Un’idea che Rudd ha precisato al congresso dei Tories: “Ci sono troppi lavoratori stranieri in Gran Bretagna”, ha detto, aggiungendo subito dopo che sono troppi anche gli studenti stranieri.
Gli uni e gli altri tolgono posti, spazio e risorse ai cittadini britannici, sostiene la ministra. Per invertire la tendenza non basta, evidentemente, porre limiti all’immigrazione, come il Regno Unito si appresta a fare con Brexit, ovvero uscendo dall’Unione Europea e mettendo fine alla libertà  di movimento dei lavoratori, anche pagando il prezzo dell’uscita dal mercato comne.
Occore qualcosa di più: “Svergognare” le aziende che, perlomeno nella visione del governo, privilegiano le assunzioni di stranieri.
Per questo, l’obbligo di pubblicare “liste” per nazionalità , in modo che l’opinione pubblica sappia quanti britannici e quanti non britannici vi lavorano: una pressione che, nelle intenzioni di Amber Rudd, spingerebbe le imprese ad assumere più britannici.
“Xenofobia pericolosa”, accusa il partito laburista. “Non sono razzista”, si difende la ministra – che forse, avendo preso il posto occupato per sei anni da Theresa May prima di conquistare Downing street, pensa di dover farsi notare per favorire il resto della sua carriera.
Ma la Confindustria britannica e la City segnalano scontento, commentando che, senza gli stranieri, l’economia nazionale andrebbe in tilt.
E sui social network esplode lo sdegno, anche da parte di molti italiani di Londra, increduli all’idea di poter finire in una “lista”, identificati come diversi: un’iniziativa che risveglia i peggiori fantasmi del passato europeo.

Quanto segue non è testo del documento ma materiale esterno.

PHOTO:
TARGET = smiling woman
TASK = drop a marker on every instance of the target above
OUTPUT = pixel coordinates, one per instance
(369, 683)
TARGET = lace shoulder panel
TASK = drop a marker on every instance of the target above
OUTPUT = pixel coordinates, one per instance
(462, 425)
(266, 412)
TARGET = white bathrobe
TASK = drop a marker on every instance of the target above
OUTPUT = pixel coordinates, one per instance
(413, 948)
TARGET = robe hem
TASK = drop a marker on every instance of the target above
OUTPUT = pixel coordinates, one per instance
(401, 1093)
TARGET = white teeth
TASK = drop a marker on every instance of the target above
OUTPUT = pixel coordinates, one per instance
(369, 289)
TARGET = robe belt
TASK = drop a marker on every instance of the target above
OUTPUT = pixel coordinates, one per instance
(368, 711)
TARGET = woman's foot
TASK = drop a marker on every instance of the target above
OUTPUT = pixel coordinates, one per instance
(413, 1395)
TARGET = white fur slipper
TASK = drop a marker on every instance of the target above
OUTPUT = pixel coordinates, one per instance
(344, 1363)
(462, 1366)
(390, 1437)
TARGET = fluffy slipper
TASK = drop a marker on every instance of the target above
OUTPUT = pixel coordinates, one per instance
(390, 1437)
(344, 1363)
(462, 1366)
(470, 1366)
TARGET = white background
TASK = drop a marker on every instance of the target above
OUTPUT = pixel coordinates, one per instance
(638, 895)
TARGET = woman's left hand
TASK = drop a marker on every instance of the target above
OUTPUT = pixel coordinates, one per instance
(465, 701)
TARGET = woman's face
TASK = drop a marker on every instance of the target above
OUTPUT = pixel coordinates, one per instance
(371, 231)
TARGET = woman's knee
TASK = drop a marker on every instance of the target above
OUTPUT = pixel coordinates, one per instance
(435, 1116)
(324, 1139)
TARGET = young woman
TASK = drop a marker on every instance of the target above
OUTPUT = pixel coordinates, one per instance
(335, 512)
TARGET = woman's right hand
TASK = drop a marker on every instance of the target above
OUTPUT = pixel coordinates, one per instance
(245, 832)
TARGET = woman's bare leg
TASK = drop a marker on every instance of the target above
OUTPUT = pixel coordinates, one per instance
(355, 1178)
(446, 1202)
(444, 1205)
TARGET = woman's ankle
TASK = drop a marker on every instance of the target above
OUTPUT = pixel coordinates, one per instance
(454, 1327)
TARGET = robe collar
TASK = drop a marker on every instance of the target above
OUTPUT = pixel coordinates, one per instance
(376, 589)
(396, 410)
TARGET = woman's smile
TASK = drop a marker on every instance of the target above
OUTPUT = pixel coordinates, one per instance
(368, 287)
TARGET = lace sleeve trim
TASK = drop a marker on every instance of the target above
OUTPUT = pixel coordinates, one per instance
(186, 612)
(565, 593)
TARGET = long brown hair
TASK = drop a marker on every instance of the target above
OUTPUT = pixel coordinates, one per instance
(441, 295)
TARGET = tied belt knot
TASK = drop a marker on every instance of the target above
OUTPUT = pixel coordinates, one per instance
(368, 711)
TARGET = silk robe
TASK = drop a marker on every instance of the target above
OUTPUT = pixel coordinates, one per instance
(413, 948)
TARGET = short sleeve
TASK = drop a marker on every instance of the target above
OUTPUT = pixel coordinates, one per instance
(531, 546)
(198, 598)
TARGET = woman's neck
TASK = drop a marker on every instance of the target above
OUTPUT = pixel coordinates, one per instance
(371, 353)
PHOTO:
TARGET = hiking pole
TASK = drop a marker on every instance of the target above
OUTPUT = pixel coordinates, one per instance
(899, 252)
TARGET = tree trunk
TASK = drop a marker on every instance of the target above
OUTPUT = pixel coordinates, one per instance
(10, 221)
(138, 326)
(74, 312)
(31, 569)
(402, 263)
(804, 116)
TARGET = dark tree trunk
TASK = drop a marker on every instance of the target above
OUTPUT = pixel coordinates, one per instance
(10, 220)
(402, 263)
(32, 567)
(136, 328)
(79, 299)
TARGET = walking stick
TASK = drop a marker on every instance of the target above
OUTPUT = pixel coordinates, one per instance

Del resto Liam Fox, uno dei tre “ministri per Brexit” nominati da Theresa May, afferma tranquillamente che gli europei residenti in Gran Bretagna, 3 milioni di persone, potrebbero essere usati “tatticamente” come merce di scambio al tavolo della trattativa fra governo britannico e Ue sui termini del divorzio.
Anche questa una proposta che suscita proteste e indignazione, peraltro smentita dalla premier May secondo cui i diritti degli europei residenti nel Regno Unito saranno protetti finchè lei è a capo del governo, seppure aggiunga subito “a patto che i britannici ricevano protezione analoga in Europa”.
Insomma, per quanto appaia incredibile, il grido che si insinua nella capitale multietnica, cosmopolita e globalizzata d’Inghilterra è “non passa lo straniero”.

(da “La Repubblica“)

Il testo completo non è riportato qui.